Ivan was by nature autocratic. He did not make counsellors of his boyars, as had been the custom, and they were compelled to learn the art of silence in presence of their master. But it was Ivan’s wife who directed this disposition and created a Court in harmony with it. The Turks had taken Constantinople and had driven the remnants of half a dozen rival Greek royal families, and all that remained of Greek culture, into Italy. Amongst the fugitives was the clever and ambitious niece of the last emperor, Sophia Palæologus. The Pope, who saw in this heavy chastisement of the Greek schism a ray of hope of the reunion of Christendom, fathered the homeless princess and sought for her a useful marriage. Ivan accepted her and the Papal dowry. They were married early in his reign (in 1472), and her forceful ambition was behind many of the schemes of conquest we have reviewed. It was especially she and the clergy who forced upon the prince his inglorious campaign against the Tatars.

But we may see her influence especially in the growing splendour and despotism of the Moscovite court. Bred in the sacred palace by the Bosphorus, where there still lingered, until the Turk came, some remains of the most imposing court of the old world, she was made impatient by the thin coat of gilt which covered the Russian barbarism. Accustomed to a city of marble palaces, with walls of mosaic or porphyry, with bronze gates guarded by hundreds of silk-clad servants, and gold and silver vessels so heavy that they had to be lifted on to the tables by mechanical devices, she knew how to use the increasing wealth of her husband’s kingdom. He was now the successor of Constantine and the Roman Emperors. The two-headed eagle, which had been the blatant emblem of Greek vanity, passed with the hand of Sophia to Moscow, and was emblazoned on the banners and plate of the new dynasty. Ivan did not take the title of “Tsar.” His grandson would complete his work.

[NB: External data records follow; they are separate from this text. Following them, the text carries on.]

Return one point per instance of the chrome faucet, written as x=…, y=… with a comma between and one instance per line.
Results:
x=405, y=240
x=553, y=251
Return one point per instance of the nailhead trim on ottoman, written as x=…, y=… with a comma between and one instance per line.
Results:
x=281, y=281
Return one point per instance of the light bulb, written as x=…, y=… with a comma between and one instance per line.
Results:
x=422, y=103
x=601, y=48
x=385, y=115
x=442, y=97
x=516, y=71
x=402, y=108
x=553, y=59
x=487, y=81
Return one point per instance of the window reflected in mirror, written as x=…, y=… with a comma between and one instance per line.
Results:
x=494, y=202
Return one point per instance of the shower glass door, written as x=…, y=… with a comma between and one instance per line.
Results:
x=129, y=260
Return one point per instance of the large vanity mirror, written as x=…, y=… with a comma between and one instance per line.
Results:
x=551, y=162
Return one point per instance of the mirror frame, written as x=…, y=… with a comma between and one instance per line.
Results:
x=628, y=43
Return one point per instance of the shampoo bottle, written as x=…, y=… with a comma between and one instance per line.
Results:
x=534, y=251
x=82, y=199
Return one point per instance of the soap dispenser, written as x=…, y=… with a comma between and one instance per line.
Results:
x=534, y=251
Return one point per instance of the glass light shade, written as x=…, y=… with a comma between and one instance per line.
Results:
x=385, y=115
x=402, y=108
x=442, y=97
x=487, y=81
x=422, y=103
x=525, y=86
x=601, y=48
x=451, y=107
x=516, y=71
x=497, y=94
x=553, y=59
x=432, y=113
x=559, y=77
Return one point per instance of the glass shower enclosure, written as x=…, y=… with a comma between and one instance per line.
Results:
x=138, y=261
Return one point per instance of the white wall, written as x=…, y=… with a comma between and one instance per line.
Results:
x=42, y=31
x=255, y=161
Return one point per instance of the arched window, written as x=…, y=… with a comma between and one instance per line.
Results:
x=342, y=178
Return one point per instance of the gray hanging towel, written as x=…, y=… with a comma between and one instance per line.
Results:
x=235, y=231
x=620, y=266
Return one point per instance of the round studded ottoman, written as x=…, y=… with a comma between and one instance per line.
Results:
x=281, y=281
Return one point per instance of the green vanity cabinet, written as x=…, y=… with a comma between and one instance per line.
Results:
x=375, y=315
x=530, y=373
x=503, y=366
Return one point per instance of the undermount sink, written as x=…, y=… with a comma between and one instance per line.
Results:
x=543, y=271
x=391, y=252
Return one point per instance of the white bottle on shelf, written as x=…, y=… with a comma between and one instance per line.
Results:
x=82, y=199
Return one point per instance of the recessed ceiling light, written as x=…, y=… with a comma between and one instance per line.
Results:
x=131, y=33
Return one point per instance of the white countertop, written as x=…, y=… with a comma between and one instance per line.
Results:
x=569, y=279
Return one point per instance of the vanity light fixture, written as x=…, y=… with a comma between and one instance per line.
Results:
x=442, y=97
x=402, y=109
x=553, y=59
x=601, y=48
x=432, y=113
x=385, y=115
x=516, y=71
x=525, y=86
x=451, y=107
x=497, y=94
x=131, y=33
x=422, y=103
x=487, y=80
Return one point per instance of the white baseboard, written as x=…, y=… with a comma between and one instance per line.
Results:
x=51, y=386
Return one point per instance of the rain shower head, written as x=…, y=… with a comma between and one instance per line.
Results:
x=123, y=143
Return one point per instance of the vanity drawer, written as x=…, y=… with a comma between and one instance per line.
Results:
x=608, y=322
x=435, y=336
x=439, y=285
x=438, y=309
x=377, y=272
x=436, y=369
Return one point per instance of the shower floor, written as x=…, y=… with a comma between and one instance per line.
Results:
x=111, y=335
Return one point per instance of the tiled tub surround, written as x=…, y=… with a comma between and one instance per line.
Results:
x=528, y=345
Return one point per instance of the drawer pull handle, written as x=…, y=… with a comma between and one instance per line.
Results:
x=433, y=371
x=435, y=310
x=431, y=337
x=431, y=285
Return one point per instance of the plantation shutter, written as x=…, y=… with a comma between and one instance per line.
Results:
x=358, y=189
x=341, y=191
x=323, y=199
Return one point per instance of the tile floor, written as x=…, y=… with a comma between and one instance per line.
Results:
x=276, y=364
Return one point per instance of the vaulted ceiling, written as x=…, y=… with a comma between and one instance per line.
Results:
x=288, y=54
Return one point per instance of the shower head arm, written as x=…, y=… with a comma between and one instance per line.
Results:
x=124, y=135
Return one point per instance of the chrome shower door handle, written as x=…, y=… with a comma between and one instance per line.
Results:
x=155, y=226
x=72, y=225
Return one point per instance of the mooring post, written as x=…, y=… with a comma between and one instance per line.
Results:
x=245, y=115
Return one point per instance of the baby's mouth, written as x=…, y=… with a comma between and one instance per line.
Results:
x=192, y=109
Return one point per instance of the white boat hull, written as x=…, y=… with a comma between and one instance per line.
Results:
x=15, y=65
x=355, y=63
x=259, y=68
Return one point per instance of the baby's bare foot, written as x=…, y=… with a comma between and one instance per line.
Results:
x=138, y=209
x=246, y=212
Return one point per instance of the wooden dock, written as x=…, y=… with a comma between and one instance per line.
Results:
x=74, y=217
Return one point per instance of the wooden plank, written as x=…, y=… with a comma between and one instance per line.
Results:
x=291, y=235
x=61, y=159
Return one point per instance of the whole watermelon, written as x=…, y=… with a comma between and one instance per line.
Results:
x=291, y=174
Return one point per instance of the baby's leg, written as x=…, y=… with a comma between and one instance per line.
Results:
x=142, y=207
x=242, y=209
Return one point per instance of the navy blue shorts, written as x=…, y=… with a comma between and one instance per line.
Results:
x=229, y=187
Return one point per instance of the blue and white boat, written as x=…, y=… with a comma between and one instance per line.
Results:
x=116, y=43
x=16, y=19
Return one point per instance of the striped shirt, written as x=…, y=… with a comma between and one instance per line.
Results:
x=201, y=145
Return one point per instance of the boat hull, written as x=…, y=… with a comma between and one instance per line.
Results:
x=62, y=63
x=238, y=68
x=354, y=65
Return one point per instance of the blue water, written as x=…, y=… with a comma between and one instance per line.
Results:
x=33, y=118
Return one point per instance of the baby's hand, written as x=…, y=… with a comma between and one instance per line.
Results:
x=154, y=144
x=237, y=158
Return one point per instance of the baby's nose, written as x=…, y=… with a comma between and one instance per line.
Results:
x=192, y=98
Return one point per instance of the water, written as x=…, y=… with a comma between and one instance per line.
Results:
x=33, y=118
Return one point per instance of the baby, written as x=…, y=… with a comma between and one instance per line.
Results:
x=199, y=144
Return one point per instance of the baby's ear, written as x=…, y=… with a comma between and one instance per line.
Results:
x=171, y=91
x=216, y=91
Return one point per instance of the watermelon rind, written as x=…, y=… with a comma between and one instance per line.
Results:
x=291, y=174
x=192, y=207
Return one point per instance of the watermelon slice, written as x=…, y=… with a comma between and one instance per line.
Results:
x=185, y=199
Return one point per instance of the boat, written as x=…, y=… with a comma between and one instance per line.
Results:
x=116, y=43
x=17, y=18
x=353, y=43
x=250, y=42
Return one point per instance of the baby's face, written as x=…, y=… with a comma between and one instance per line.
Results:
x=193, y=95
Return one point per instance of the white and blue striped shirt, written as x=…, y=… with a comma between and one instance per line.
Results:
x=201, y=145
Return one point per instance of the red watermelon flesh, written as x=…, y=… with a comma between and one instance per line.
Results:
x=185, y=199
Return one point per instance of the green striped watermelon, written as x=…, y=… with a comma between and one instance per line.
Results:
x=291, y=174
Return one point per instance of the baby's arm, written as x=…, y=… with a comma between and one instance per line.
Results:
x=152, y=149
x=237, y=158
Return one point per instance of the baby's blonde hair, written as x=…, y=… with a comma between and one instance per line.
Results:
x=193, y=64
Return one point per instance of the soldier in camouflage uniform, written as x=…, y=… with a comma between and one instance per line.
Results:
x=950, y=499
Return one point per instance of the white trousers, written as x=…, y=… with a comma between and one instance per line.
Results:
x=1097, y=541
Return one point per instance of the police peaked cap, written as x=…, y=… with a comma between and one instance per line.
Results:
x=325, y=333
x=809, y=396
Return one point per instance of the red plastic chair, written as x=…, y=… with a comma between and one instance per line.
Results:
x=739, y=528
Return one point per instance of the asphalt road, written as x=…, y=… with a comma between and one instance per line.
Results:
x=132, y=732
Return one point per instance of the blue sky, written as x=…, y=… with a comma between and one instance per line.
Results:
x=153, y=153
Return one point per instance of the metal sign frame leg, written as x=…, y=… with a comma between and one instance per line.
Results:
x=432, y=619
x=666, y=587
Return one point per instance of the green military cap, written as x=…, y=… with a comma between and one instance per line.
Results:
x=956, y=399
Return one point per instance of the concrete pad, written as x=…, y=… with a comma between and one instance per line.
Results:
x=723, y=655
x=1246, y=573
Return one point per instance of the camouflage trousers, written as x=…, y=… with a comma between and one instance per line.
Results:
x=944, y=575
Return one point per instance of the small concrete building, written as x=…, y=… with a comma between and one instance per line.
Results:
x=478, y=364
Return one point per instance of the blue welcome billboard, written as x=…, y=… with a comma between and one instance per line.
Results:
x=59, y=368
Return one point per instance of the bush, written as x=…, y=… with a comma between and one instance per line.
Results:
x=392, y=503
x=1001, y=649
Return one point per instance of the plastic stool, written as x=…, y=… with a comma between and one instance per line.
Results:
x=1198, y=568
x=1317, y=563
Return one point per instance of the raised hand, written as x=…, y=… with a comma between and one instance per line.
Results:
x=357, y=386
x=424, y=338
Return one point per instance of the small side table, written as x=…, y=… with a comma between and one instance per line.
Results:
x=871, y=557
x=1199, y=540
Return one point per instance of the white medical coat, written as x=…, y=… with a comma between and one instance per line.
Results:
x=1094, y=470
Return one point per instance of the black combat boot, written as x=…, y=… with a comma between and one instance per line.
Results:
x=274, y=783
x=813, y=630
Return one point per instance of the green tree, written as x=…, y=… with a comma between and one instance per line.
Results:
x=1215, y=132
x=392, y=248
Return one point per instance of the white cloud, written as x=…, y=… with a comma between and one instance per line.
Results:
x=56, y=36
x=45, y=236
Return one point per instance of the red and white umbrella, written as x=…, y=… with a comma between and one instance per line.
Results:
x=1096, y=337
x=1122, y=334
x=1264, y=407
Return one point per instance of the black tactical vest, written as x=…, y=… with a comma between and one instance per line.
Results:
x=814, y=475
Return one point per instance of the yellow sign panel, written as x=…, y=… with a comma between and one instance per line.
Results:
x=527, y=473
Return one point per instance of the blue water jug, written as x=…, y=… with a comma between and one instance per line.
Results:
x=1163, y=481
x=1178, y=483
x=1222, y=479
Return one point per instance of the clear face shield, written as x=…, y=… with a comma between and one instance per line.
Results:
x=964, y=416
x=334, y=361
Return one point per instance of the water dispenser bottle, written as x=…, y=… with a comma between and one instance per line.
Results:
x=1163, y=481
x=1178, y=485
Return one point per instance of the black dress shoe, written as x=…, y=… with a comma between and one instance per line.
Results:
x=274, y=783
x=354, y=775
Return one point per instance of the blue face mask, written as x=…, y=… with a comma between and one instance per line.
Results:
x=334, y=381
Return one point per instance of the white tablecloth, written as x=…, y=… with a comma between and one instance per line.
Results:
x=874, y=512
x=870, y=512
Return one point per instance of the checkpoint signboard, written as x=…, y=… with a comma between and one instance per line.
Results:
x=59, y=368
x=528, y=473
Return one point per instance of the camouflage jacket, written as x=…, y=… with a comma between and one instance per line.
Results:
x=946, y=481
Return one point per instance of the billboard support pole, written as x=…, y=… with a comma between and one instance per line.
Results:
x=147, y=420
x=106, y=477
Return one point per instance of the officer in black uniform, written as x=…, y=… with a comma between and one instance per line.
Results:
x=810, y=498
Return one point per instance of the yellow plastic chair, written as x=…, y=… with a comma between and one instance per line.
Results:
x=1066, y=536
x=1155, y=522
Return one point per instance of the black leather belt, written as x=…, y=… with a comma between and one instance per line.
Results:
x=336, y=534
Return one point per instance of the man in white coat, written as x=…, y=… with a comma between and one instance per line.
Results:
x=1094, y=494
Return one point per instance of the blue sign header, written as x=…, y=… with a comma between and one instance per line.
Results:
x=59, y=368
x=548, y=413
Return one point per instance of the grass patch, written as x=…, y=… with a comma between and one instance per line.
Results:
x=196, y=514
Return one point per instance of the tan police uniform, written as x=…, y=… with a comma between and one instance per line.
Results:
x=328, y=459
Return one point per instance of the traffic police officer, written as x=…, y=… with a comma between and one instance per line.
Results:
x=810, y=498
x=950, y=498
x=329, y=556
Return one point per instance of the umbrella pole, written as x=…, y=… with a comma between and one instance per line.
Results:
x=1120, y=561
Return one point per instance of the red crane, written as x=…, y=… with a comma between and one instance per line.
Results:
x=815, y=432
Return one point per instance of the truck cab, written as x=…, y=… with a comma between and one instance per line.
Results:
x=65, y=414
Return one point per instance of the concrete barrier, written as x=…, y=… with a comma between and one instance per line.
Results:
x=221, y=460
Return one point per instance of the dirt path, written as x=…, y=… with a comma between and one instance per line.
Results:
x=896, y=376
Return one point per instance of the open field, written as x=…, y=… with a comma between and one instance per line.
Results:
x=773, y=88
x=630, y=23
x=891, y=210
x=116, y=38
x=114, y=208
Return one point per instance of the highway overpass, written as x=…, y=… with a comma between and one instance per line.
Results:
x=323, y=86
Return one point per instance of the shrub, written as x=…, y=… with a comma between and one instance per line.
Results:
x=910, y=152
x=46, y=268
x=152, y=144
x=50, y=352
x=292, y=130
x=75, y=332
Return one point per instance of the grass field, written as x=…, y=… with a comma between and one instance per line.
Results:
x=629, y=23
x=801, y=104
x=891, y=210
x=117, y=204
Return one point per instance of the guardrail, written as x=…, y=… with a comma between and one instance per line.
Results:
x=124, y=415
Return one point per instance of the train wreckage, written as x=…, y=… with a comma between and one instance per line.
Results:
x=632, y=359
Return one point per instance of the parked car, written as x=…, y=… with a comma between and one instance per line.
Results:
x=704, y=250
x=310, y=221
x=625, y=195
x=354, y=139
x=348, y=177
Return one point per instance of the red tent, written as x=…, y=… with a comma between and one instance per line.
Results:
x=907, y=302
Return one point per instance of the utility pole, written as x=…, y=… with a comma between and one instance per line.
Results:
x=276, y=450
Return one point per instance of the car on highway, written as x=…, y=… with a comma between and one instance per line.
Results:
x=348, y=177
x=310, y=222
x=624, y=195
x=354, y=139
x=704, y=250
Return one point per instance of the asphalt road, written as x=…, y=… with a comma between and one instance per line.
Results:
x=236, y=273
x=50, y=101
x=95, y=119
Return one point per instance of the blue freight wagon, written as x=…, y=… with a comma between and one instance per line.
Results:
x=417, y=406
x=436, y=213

Sophia invited to her court Greek scholars and Italian architects and engineers, and the splendour of Moscow soon became so famous that its prince corresponded with Popes and Sultans, Kings of Sweden, Denmark, Hungary, and Austria, and even with the Grand Mogul of India. Italy was at that time in the flush of the Renaissance, and much of its colour, and of the less manly art of the Byzantinians, was brought to Moscow. Whatever one may think of the religious quarrel, it can hardly be doubted that the civilisation of Russia would have gained by submission to Rome. The Papacy was then enjoying that period of artistic license which provoked the Reformation, and probably Russia would have joined the Reformers. By its severance from Rome it maintained a barrier against the west, where civilisation was making rapid progress, and prolonged the inferior culture and conservative influence of the late Greek empire. The glory of the new Russia was but a coat of paint upon barbarism.